Menurut penelitian, AMOC telah mengalami penurunan signifikan sejak tahun 1950, mencapai titik terlemah dalam satu milenium. Diperkirakan bahwa perubahan suhu laut mencapai titik kritis antara tahun 2025-2095, meskipun ada penolakan terhadap temuan tersebut dari Kantor Meteorologi Inggris. Keruntuhan AMOC juga diperkirakan akan menyebabkan perubahan musim hujan dan kemarau di Amazon, serta variasi suhu yang tidak stabil di seluruh dunia, dengan wilayah tertentu menjadi lebih hangat atau lebih dingin dari sebelumnya.
Data terbaru dari Layanan Perubahan Iklim Copernicus (C3S) menunjukkan bahwa suhu Bumi pada Januari 2025 telah melebihi 1,75 derajat Celsius dari era pra-industri. Panel Antarpemerintah untuk Perubahan Iklim (IPCC) memperkirakan bahwa Bumi akan melampaui ambang batas pemanasan global 1,5 derajat Celsius dalam 10 tahun ke depan, memberikan urgensi pada upaya pengurangan emisi karbon. Sekretaris Jenderal PBB Antonio Guterres menekankan pentingnya target netral karbon yang lebih agresif untuk mencegah konsekuensi lebih lanjut dari pemanasan global.

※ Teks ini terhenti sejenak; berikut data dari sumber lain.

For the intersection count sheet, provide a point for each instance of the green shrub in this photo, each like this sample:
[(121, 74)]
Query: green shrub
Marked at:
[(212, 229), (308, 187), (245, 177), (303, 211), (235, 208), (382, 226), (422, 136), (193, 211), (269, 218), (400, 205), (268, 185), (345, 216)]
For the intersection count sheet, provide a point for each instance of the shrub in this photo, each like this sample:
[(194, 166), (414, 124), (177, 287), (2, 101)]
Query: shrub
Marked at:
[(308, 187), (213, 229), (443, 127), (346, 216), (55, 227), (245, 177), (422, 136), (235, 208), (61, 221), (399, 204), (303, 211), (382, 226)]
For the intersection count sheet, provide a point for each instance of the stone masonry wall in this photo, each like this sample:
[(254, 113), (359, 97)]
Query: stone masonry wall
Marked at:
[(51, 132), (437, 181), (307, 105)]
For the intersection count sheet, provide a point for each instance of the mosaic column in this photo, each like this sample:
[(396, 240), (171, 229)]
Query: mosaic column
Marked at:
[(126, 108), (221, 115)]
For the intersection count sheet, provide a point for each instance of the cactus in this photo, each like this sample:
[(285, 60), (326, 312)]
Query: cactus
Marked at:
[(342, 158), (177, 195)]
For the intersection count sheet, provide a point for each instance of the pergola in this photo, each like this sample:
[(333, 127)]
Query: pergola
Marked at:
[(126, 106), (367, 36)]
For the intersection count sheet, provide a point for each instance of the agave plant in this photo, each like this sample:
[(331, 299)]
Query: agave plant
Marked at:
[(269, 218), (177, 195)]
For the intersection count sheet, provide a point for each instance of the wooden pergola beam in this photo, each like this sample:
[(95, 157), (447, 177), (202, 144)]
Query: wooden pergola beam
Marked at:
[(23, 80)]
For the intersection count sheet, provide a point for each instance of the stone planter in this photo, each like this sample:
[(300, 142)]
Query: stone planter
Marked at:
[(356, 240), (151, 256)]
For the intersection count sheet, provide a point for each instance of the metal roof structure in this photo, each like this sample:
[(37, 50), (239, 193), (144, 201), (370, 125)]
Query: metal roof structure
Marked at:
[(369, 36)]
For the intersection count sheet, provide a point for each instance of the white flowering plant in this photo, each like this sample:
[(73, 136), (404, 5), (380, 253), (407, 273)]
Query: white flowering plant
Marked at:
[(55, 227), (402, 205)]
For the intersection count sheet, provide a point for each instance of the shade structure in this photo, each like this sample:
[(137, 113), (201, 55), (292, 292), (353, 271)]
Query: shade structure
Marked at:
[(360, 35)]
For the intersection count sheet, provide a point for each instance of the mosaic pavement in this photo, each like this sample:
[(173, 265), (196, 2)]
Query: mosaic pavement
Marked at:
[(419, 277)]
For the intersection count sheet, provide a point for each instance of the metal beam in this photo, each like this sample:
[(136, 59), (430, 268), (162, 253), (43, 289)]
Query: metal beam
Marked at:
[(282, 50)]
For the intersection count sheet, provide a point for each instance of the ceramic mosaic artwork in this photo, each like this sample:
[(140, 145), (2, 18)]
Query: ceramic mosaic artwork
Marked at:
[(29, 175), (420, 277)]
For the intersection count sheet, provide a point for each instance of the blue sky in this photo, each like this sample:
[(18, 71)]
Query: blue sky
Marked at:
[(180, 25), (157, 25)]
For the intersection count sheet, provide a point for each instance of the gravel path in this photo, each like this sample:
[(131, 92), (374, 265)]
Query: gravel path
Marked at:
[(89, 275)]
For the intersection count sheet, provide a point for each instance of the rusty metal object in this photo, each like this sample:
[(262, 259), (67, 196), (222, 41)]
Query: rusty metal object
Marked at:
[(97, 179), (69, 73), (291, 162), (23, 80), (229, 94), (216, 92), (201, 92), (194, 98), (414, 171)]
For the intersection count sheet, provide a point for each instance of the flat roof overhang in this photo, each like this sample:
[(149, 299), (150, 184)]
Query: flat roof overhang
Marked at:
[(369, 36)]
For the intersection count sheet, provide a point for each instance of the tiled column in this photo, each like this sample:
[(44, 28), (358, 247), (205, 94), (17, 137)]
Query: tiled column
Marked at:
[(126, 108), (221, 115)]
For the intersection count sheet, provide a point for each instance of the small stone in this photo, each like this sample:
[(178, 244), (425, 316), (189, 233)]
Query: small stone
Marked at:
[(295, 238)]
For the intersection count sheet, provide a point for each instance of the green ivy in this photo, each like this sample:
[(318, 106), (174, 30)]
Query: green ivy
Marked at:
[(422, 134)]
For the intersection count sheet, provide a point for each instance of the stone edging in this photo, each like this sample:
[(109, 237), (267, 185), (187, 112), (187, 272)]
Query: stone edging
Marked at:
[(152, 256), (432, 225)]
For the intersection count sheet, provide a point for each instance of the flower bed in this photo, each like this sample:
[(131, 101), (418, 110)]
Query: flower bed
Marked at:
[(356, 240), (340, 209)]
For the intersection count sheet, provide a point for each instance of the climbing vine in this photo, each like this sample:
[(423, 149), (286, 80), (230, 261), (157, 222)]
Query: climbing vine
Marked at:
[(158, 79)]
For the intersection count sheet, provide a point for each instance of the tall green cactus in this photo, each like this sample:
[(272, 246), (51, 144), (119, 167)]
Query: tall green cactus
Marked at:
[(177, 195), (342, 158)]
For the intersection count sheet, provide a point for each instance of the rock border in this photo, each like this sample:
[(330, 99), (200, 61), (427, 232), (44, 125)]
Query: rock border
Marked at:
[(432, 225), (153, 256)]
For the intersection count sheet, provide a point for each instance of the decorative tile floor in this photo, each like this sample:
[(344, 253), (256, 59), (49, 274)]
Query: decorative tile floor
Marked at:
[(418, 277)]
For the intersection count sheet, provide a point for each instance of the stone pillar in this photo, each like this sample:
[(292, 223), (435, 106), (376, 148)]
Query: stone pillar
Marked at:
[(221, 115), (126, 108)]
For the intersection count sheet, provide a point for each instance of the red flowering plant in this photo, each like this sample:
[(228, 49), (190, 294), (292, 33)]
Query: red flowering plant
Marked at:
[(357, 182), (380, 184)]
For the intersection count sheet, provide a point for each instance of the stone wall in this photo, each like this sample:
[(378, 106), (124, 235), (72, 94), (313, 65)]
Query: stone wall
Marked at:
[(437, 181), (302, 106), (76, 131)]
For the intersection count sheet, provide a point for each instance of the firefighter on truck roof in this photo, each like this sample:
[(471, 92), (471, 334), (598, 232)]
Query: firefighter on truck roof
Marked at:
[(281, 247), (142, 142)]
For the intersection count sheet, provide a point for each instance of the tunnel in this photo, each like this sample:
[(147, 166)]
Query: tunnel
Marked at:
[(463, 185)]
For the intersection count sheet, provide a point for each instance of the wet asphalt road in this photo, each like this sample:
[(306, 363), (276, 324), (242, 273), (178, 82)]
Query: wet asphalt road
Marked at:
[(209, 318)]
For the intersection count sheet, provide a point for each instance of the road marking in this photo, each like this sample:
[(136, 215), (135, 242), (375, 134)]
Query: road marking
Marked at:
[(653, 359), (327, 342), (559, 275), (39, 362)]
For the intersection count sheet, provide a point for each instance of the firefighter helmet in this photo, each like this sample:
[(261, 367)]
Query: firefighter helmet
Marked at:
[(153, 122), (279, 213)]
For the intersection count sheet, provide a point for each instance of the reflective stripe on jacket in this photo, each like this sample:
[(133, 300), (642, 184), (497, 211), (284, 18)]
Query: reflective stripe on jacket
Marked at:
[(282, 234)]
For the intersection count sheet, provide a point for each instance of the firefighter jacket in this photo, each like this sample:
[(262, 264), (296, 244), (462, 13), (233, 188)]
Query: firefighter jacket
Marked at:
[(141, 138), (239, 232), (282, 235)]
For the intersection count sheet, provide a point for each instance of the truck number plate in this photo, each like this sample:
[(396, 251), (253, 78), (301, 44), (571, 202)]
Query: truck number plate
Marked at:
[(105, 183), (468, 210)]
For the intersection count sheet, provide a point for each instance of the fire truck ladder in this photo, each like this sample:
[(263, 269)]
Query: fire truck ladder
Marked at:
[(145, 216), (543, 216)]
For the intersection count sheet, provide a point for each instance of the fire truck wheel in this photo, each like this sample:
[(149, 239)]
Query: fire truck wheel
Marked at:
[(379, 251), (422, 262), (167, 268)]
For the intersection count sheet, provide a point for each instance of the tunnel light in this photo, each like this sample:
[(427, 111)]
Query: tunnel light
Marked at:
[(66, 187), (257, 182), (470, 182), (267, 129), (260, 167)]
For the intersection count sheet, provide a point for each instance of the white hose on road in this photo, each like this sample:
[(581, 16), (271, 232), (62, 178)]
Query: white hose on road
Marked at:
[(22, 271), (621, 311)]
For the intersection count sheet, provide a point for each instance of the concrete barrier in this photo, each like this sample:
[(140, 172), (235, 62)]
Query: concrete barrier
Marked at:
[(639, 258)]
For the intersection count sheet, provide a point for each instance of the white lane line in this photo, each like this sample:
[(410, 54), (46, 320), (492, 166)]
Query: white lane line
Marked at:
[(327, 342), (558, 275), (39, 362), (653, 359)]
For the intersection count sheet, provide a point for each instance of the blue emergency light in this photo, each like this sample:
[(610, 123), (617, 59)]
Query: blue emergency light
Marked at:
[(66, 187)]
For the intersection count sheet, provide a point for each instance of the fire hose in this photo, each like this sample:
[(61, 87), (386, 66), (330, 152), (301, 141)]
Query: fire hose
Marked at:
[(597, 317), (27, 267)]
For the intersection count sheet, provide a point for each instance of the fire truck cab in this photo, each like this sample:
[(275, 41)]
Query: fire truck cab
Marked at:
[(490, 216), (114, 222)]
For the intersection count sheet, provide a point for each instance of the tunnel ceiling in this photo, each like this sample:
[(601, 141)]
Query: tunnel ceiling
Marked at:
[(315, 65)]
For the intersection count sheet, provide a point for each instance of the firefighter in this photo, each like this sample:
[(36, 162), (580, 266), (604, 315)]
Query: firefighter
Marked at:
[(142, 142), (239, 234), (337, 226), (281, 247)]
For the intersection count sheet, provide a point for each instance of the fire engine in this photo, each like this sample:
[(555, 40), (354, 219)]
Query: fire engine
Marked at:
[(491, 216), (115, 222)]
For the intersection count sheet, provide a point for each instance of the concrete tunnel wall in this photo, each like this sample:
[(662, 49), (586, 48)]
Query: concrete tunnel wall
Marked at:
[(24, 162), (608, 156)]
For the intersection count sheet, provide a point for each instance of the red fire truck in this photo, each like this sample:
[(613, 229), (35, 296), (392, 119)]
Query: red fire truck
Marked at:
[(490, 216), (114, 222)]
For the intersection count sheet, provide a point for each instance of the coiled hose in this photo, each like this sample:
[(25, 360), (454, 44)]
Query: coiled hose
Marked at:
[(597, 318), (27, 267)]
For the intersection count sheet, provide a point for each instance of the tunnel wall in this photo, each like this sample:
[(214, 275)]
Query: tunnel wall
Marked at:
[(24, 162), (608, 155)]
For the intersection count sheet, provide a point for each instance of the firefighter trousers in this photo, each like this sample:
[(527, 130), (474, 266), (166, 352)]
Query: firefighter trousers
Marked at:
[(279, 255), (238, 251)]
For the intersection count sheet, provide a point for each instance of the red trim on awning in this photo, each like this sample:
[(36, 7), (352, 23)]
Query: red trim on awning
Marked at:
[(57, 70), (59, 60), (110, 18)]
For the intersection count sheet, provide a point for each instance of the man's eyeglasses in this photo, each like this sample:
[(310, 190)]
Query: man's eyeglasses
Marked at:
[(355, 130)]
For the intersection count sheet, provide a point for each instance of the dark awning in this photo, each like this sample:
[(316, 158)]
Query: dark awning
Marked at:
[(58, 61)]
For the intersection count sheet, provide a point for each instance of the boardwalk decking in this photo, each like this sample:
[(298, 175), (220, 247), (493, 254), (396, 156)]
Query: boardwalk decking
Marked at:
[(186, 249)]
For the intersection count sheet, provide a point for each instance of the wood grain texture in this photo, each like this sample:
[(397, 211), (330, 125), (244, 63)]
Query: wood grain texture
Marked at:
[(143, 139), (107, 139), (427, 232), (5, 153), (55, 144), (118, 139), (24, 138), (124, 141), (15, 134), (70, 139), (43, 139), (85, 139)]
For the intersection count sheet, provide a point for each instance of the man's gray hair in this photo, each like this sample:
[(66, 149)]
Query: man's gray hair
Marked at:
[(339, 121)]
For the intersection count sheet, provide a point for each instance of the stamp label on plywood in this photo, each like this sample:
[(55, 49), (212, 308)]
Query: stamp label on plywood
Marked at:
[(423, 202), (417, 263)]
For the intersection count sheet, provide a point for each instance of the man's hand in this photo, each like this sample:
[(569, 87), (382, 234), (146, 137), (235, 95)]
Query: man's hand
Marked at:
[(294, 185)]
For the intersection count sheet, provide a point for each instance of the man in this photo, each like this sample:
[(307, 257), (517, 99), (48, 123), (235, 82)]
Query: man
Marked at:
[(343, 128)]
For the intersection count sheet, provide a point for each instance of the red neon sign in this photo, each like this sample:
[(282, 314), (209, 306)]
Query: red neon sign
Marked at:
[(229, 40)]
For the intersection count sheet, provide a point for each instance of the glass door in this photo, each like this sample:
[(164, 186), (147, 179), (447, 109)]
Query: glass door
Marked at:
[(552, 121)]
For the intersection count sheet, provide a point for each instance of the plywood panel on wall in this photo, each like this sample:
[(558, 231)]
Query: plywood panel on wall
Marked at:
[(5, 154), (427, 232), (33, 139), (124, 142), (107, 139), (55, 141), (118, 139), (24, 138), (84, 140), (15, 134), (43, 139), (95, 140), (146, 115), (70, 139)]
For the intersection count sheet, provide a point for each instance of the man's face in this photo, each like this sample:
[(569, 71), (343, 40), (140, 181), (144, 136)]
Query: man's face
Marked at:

Semua ini menunjukkan bahwa perubahan iklim telah menjadi kenyataan yang tidak dapat diabaikan. Masyarakat global harus segera bertindak untuk mengurangi dampak pemanasan global, karena setiap kenaikan suhu kecil dapat memiliki dampak yang besar pada Bumi. Di tengah cuaca ekstrem yang semakin sering terjadi, penting bagi negara-negara untuk bahu-membahu dalam merespons krisis lingkungan global yang semakin mendesak.